12 Dermatology Terms Defined By Dr. Pimple Popper

Viewers of Dr. Pimple Popper's YouTube channel won't be surprised that their favorite dermatologist—whose real name is Dr. Sandra Lee—is taking the world by storm. Not only does she have an explosively fun game, her SLMD Skincare line, and a new season of her TV show, she also just released a book, called Put Your Best Face Forward: The Ultimate Guide to Skincare from Acne to Anti-Aging. Dr. Lee stopped by the Mental Floss offices to define 12 dermatological terms that you'll often hear her discuss with her patients.

1. Comedone

This word, which comes from Latin, once referred to what people in the 18th century believed were little worms in the skin. Now, Lee says, a comedo or comedone is "the medical term for a blackhead or a whitehead. It's essentially a pore that's clogged with dirt and debris, dead skin cells, oil."

2. and 3. Blackhead and Whitehead

A closeup image of blackheads on the nose.
iStock.com/artorn

Open comedones are blackheads and closed comedones are whiteheads, according to Lee. "The fact that a blackhead is open means that it's more exposed to oxygen, so it oxidizes, it turns darker—that's why it looks black," Lee says. "But a whitehead has a fine layer of skin over it so it stays unexposed to the sun. It stays a whiter color."

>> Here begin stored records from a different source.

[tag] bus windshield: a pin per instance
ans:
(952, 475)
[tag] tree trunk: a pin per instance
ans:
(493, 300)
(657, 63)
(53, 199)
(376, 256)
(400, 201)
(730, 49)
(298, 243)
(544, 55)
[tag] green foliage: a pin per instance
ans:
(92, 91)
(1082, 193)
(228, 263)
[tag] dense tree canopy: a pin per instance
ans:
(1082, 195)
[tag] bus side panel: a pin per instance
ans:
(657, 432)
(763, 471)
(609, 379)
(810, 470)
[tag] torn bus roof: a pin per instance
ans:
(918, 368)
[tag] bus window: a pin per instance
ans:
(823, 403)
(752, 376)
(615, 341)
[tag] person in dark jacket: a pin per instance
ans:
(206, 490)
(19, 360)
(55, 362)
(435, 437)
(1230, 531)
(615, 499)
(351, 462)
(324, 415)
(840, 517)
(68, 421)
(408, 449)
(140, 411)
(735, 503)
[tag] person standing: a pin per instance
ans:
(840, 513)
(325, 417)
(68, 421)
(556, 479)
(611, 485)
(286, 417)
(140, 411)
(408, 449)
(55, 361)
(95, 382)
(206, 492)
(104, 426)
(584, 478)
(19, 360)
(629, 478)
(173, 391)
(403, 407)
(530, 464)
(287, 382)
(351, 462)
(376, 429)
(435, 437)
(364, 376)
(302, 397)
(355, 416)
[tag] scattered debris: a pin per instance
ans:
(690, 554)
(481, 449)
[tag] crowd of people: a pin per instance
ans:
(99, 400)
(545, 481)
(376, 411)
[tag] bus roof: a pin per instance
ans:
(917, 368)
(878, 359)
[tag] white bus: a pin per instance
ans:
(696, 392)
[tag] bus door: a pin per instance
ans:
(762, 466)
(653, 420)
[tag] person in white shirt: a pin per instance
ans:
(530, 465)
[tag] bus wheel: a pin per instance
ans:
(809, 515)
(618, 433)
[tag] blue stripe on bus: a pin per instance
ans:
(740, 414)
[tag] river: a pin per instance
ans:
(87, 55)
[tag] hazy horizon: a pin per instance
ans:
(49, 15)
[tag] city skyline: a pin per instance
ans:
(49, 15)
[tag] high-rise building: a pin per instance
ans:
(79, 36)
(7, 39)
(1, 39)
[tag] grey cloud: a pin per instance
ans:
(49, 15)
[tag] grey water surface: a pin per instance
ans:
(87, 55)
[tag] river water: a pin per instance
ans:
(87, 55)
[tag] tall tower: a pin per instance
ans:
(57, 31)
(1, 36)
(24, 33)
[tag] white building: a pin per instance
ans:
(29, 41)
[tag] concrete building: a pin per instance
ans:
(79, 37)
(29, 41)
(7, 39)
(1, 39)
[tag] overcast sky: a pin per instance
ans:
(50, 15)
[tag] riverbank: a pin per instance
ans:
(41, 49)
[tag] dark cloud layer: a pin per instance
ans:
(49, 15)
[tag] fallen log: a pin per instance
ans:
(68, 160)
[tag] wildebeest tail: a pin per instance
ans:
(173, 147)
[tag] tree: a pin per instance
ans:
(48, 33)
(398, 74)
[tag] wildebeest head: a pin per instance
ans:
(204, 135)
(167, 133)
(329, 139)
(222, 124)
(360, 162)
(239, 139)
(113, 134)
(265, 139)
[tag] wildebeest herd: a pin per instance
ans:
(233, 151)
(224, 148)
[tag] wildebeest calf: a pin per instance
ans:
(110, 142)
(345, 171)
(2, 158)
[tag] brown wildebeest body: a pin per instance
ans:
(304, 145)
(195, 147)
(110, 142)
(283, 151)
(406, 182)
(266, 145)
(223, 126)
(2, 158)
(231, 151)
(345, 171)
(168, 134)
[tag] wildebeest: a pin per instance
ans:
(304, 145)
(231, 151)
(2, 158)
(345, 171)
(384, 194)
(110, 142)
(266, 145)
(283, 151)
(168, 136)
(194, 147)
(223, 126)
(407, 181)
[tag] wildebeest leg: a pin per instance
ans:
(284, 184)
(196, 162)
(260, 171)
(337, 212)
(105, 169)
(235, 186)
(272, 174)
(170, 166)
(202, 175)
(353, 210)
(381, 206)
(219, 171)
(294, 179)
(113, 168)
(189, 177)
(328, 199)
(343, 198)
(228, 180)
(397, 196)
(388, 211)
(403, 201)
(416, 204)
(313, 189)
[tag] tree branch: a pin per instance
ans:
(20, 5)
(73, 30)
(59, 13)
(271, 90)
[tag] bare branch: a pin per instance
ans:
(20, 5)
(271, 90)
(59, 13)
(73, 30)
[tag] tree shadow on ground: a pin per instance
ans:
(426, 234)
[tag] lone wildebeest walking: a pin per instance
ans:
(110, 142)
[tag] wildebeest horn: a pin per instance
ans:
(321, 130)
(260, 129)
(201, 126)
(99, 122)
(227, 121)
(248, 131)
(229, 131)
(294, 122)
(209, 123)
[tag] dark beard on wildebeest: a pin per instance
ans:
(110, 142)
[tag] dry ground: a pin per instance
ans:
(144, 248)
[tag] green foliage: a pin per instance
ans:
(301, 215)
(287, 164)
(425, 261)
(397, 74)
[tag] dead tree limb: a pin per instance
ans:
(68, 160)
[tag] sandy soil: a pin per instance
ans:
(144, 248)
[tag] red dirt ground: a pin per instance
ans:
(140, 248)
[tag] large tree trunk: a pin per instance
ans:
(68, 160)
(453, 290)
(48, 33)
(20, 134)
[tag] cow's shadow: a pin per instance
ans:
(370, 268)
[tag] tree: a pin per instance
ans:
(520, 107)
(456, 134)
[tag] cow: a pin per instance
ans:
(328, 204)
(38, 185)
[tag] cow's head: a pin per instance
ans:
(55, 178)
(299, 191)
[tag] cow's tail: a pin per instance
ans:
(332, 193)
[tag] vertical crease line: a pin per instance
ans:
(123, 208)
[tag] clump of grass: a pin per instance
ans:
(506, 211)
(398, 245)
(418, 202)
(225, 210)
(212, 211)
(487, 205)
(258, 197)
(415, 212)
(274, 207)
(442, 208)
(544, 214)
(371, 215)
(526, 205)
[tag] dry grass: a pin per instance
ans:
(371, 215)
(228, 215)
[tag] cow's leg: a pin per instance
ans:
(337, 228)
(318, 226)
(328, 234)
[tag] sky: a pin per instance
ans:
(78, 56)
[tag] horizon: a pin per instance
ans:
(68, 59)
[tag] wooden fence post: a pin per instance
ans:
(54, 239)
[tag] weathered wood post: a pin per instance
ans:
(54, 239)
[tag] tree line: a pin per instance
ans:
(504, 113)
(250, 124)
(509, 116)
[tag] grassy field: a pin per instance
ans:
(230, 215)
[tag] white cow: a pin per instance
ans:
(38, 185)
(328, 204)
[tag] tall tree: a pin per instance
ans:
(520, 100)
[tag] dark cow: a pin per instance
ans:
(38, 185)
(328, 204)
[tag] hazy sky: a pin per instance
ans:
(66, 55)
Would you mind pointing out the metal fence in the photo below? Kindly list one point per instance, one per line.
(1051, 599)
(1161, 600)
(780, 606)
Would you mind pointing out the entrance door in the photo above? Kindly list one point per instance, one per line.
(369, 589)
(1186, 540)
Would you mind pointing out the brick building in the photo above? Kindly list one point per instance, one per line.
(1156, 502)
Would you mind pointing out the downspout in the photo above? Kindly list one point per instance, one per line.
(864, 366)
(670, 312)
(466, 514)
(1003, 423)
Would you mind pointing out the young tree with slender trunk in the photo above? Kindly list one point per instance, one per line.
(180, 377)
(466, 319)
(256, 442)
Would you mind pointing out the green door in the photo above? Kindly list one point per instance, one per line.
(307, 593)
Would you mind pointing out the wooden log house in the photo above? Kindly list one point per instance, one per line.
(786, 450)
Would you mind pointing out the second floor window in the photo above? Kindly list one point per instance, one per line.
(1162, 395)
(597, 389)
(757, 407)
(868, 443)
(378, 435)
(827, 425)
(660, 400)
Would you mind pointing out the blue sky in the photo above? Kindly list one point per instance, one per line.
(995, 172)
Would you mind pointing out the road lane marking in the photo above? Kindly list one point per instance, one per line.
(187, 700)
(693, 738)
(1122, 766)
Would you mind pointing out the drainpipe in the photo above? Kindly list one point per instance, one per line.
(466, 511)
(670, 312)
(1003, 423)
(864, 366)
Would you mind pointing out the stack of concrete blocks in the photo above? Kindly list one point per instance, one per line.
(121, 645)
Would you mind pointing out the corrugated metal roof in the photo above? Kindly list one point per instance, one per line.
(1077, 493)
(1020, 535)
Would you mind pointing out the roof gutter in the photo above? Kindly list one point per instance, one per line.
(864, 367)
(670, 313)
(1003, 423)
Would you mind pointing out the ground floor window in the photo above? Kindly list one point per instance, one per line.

Whether you have blackheads or whiteheads, Lee says, the treatment is similar. One route is extraction: Blackheads can be removed at home, with the aid of a comedone extractor, which is Lee's preferred method; you can get the one she uses here. "It's a Schamberg type extractor and I use it because I think it does create less trauma,” she says. "I can go around the area and just extract the blackhead like that." Whiteheads can also be extracted, but because the skin must be pierced, Lee advises having a dermatologist handle that—if you try to do it yourself, "you can traumatize your skin," she says.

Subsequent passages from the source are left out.